Intelligence is simply a special side-product of evolution, there is nothing general about general intelligence. Many organisms can thrive without it.

There is also a non-negligible chance that all organisms would die out before reaching intelligence. We are fortunate to live in a world that produced us.

5 comments

That's a bit besides OP's point though, which is about vacuous claims. Humans are the existence proof that there is some sequence of circumstances where evolution reaches GI. There's an analogous sequence of circumstances in the RL case, which happens to be the hard part.
> That is if you believe biological general intelligence is the end goal of evolution, which I believe is highly unlikely.

I would agree, but might add that evolution doesn't have 'goals'.

Is that the point you were trying to make?

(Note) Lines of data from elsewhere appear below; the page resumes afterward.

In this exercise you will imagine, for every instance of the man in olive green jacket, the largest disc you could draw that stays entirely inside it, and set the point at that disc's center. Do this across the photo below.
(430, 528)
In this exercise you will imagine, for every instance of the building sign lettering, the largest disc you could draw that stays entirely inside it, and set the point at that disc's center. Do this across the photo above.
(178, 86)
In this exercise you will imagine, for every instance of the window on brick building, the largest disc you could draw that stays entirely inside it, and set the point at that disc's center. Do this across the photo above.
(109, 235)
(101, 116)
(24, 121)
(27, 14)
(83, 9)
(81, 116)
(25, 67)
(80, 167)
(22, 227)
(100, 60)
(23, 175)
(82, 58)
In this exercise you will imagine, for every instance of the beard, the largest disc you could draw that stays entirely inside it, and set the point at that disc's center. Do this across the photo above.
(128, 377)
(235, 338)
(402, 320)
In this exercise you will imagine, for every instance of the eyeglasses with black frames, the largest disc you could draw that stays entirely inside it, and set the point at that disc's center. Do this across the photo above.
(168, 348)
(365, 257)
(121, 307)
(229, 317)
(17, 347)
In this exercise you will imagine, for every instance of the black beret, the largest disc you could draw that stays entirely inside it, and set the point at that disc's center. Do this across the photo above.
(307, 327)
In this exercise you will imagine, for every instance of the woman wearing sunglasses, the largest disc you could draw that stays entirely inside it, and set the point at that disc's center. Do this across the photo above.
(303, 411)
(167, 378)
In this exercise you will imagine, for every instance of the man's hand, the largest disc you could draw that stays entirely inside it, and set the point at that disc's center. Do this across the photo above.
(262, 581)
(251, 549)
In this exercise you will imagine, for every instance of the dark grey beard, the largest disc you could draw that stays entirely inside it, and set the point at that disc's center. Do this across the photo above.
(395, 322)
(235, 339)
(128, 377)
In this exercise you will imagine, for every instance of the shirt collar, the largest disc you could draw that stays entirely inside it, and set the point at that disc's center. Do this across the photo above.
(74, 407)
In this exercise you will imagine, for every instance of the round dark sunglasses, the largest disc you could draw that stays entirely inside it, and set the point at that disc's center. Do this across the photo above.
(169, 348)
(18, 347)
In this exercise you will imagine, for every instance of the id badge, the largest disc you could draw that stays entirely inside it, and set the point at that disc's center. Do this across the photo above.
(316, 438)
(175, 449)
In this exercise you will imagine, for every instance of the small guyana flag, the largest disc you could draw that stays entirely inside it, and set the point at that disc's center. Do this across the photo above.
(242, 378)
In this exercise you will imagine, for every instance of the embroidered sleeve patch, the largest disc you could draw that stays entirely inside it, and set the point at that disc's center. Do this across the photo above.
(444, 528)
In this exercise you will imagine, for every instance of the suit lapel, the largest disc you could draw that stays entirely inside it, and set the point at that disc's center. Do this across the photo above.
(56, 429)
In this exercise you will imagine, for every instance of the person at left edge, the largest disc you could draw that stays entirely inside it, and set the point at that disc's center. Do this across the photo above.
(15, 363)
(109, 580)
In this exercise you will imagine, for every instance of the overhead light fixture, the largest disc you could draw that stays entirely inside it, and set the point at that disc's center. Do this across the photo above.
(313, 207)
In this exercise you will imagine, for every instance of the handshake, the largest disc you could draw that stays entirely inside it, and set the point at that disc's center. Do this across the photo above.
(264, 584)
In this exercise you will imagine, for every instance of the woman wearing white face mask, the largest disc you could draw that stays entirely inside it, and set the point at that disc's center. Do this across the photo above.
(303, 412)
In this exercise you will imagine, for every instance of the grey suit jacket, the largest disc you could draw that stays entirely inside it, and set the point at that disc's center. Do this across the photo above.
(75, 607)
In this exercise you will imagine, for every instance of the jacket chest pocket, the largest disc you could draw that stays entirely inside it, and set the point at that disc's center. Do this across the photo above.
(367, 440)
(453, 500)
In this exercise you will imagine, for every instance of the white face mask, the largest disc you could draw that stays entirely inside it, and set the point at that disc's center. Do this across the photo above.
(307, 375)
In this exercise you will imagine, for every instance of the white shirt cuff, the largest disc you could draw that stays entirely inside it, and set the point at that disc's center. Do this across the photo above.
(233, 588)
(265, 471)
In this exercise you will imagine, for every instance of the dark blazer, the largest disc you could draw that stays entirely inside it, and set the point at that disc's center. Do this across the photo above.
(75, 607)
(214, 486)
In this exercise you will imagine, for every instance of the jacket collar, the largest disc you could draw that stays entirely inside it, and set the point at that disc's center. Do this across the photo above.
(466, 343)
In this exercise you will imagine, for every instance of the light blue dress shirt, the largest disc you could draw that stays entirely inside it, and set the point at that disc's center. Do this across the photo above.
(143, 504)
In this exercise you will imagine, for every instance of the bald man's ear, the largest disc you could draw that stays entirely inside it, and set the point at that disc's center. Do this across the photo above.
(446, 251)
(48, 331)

Not OP, but yeah, evolution doesn’t have goals in the same sense that people do, just like gravity doesn’t “want” to pull things, it just kind of “is”, and simply acts as reality permits based on prior and current conditions. That’s reasonable to say.

Convergent evolution exists for at least some adaptations though, like the eye. It’s not unreasonable to think that there may be some sort of equivalent convergence which creates a high general intelligence adaptation given enough time, at least for social creatures.

I think it’s pretty much impossible to know whether intelligence is a convergent adaptation without some kind of perfect simulation of evolution over billions of years. You’d have to tweak starting conditions and see if you kept getting smart creatures.

Ah. So that’s why we exist. I was wondering.
Depends, if any of the laws of physics were off by a billionth of a percent, there would be no human intelligence (or carbon life, or atoms).

There are many reasonable assumptions one could draw from the fact.

Anthropic principle
This assumes a multiverse which is interesting, because it leaves open the possibility that we are in one of the infinite universes(pl) that does have intelligence as its goal. :)
> biological evolution is sufficient to (eventually) achieve biological general intelligence

Says nothing about this:

> biological general intelligence is the end goal of evolution

i mean if the end goal is to propagate the organism, surely intelligence will be helpful to this - interplanetary scale
But until that actually happens, the possibility of it maybe happening in the future has zero impact on current natural selection.